Marketers’ favorite blockchain is about to become 2,000 times more desirable. That’s because an imminent upgrade to Ethereum—the home for over 80% of all NFTs—will reduce the network’s energy usage by 99.95%, rendering the chain some 2,000 times more sustainable, according to experts.
This multi-day upgrade, scheduled for Sept. 13-15, is called “The Merge,” a reference to the outcome that will unite Ethereum’s main blockchain with a separate chain—the Beacon chain—that has been testing the new, eco-friendly infrastructure for more than a year and a half. Once merged with the Beacon chain, Ethereum will adopt this infrastructure, called “proof of stake,” as its own.
For brands, not only does this upgrade relieve a serious concern about NFTs and sustainability, but it may also present opportunities to onboard more consumers into the Web3 space.
Ever since their emergence into the public spotlight last year, NFTs have been controversial, particularly because of their reliance on Ethereum’s energy-intensive framework. The production of one NFT has been reported to emit as much carbon as a car that drives 500 miles. Considering most brands’ collections contain hundreds or even thousands of tokens, the cumulative impact can be devastating to the already embattled environment.
After The Merge, however, this impact will become negligible, carrying a per-NFT carbon emission closer to that of 20 minutes of TV than a cross-country road trip. Brands including Gap and Blockchain Creative Labs expressed heightened interest in Ethereum as a direct result of The Merge.
“[There’s] this really big apprehension around the eco-friendliness of crypto and Web3, and I think that because The Merge will enable [the network] to be much less energy-intensive, it will be an answer to that question,” said Julian Alexander, senior strategist of Web3 and metaverse at agency R/GA.
Still, the mere execution of The Merge does not guarantee success for brands. Ineffective marketing will do little to convince consumers that things have changed, especially younger generations who are more likely to value sustainability.
There also remain serious imperfections of Ethereum that could deter brands from using the network. High transaction fees and low throughput (transactions per second) may send brands shopping for any one of the numerous competing chains on the market, from the UX-friendly Solana to Dapper Labs’ highly scalable Flow.
How to market The Merge
Ethereum’s upgrade offers brands the chance to attract scores of new consumers who are skeptical of Web3’s environmental impact. But this advantage is only as helpful as the marketing used to explain the changes.
“The big challenge is going to be pushing the narrative,” said Ty Duperron, chief product officer of software company Daz 3D. “Until that happens, it doesn’t matter if you’re right or wrong.”

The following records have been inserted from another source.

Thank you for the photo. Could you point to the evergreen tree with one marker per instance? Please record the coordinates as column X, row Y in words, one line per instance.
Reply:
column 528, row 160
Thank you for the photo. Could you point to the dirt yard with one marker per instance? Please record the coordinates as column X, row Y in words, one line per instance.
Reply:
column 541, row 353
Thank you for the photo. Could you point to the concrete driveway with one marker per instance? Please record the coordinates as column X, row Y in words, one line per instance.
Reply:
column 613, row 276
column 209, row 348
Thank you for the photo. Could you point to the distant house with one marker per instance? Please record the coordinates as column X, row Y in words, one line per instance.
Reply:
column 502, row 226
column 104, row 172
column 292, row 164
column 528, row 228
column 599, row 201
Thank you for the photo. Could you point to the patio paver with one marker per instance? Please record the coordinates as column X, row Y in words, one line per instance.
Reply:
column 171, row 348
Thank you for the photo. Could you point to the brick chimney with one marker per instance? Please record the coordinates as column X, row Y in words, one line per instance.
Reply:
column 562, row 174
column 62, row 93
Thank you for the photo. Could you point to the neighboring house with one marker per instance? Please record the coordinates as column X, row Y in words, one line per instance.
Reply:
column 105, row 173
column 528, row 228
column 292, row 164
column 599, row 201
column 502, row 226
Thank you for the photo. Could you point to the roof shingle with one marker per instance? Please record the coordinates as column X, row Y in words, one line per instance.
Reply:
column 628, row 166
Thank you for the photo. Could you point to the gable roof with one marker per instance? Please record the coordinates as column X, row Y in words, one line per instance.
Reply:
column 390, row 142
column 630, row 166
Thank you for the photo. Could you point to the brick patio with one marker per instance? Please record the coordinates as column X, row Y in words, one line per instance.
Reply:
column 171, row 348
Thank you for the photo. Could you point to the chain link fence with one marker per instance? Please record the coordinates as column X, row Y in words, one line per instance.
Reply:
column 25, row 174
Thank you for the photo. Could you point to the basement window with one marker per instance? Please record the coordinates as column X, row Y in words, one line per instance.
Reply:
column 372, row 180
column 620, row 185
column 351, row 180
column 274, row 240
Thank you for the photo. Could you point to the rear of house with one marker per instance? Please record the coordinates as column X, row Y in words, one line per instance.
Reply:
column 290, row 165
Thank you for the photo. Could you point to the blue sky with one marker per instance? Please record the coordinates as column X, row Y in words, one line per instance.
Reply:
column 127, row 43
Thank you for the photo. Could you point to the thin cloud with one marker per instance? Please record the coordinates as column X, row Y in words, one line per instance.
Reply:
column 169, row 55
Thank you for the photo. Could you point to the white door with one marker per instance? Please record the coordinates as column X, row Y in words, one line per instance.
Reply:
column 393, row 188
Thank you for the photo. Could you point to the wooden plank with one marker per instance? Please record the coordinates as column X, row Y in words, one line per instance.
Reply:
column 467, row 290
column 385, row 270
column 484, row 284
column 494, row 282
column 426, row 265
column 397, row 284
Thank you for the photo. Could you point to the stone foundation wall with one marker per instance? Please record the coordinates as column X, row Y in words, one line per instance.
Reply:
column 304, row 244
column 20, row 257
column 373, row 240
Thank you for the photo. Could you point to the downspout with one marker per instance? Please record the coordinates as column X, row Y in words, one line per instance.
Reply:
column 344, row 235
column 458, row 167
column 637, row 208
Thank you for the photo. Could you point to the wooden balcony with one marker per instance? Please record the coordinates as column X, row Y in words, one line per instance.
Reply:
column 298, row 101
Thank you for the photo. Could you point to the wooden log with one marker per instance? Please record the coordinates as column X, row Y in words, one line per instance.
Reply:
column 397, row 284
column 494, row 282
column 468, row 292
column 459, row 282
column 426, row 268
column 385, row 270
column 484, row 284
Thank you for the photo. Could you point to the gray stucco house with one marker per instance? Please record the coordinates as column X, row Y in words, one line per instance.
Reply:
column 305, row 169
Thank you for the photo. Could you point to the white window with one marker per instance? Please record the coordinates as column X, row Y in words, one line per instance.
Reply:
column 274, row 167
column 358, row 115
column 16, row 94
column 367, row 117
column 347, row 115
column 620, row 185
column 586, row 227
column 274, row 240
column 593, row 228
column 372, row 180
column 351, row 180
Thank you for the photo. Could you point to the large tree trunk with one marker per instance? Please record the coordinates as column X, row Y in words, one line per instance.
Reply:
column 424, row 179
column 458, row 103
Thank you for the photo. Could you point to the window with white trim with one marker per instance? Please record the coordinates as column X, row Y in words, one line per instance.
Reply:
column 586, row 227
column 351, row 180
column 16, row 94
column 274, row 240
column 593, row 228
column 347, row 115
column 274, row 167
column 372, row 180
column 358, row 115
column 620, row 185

Pushing a new narrative, especially when it conflicts with the dominant public perception, can only be achieved through proper education.
ConsenSys, a blockchain technology company, is attempting to educate via a campaign that will feature influencers, subject matter experts and NFTs. The effort is anchored by an interactive website that explains the upgrade and its three main areas of improvement: sustainability, security and scalability. (The proof-of-stake model is considered more secure because it eases the barriers to become a steward of the network, thus increasing decentralization. And while The Merge will not immediately improve scalability, it does open the door for such upgrades in the future.)
“We really want to help demystify some of the technical advances and help people understand what the underlying meaning of this shift is going to be,” said ConsenSys Chief Marketing Officer Neal Gorevic.